Hinks adds the next generation of analytical chemists will build their skills as undergraduate and graduate researchers who contribute to the forensic science database. Textiles scientists and engineers will study it for ways to create environmentally responsible dyes that can be applied to textiles, paper, packaging, cosmetics, hair coloring, and a host of other products.

“Colleagues in engineering and sciences are also eager to tap into the dye library for their research,” says Hinks. “As an example, Dr. David Muddiman’s research group in chemistry is developing state-of-the-art analytical techniques for forensic analysis of dyed fibers. And, Dr. Frank Hunte’s group in materials science and engineering is interested in developing new dye applications with improved infrared absorption signatures that can prevent military personnel from being detected by night-vision scopes.”

Dyes are also used in the development of improved efficiency of solar cells, a key research area at NC State. Medical researchers and dye chemists such as NC State Ciba Professor Harold Freeman use dyes to develop targeted cancer treatments. 

“The dyes are designed to dye cancer cells and not healthy cells,” Hinks says. “That allows doctors to identify the cancer but also, by shining a tunable laser onto that area, the dye will absorb the energy of the laser and kill the cancer cell. So this is a form of targeted chemotherapy.”

“The library will support research for years to come,” says Hinks. “What many people don’t recognize is that research learns from the past, and so you have to be able to access it to be able to advance science and engineering in the future.”

After leaving King, Weaver joined Eastman Chemical Company in 1958 as a chemist in their research laboratories. He spent the next 29 years in research and development work on textiles.

After he had retired in 1987, Weaver served as an assistant professor of chemistry at King College (now King University) for seven years, and as a consultant for Eastman Kodak Rochester, N.C., Milliken Spartanburg, S.C., and Eastman Chemical Co., in Kingsport, Tenn. He contributed articles to numerous science journals and chapters to books. In 1994, Max was recipient of the Patenting Distinction Award from Eastman Chemical Co.; Patenting Career Achievement Award in 2007; and the Research Medal from Worshipful Co. Dyers, Society Dyers and Colourist in London, England in 2003. As a member of the American Association of Textile Chemist and Colorist, he received the Olney Medal in 2002 and the Henry E. Millson Invention award in 2002. He was named Speaker of the Year by the American Chemical Society in 1984-85. In 1991, his alma mater King University awarded him with an honorary Doctor of Science degree, and in 2007, he was awarded KU’s Distinguished Alumni of the Year. Weaver passed away in Oct. 2012.

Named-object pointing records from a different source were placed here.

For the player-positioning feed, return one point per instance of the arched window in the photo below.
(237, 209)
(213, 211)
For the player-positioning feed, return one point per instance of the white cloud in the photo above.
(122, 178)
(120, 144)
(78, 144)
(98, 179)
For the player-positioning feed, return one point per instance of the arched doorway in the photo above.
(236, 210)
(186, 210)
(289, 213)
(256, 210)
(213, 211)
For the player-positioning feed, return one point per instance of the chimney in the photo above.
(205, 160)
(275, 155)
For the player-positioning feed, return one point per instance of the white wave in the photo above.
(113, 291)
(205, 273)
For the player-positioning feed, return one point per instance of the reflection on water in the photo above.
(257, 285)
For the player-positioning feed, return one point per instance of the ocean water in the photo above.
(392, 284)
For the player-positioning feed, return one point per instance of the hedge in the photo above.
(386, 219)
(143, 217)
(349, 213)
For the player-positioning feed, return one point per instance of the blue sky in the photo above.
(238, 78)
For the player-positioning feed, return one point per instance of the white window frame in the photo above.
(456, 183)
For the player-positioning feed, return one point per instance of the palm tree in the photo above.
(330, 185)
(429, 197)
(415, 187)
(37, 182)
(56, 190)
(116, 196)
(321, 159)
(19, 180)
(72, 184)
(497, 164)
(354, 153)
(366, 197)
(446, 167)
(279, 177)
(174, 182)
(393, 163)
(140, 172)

Over the course of his career, Weaver received 268 patents.


Photo note for third photo: Textile chemist David Hinks (left, red shirt) and his new colleague, analytical chemist Nelson Vinueza, speak in the Max A. Weaver Dye Library at North Carolina State University. Hinks is the director of the emerging Forensic Sciences Institute at NC State University and will oversee the dye library research. Vinueza is an expert from Ecuador who recently joined NC State as part of a cluster of interdisciplinary researchers in forensic science. He was hired through the Chancellor's Faculty Excellence Program.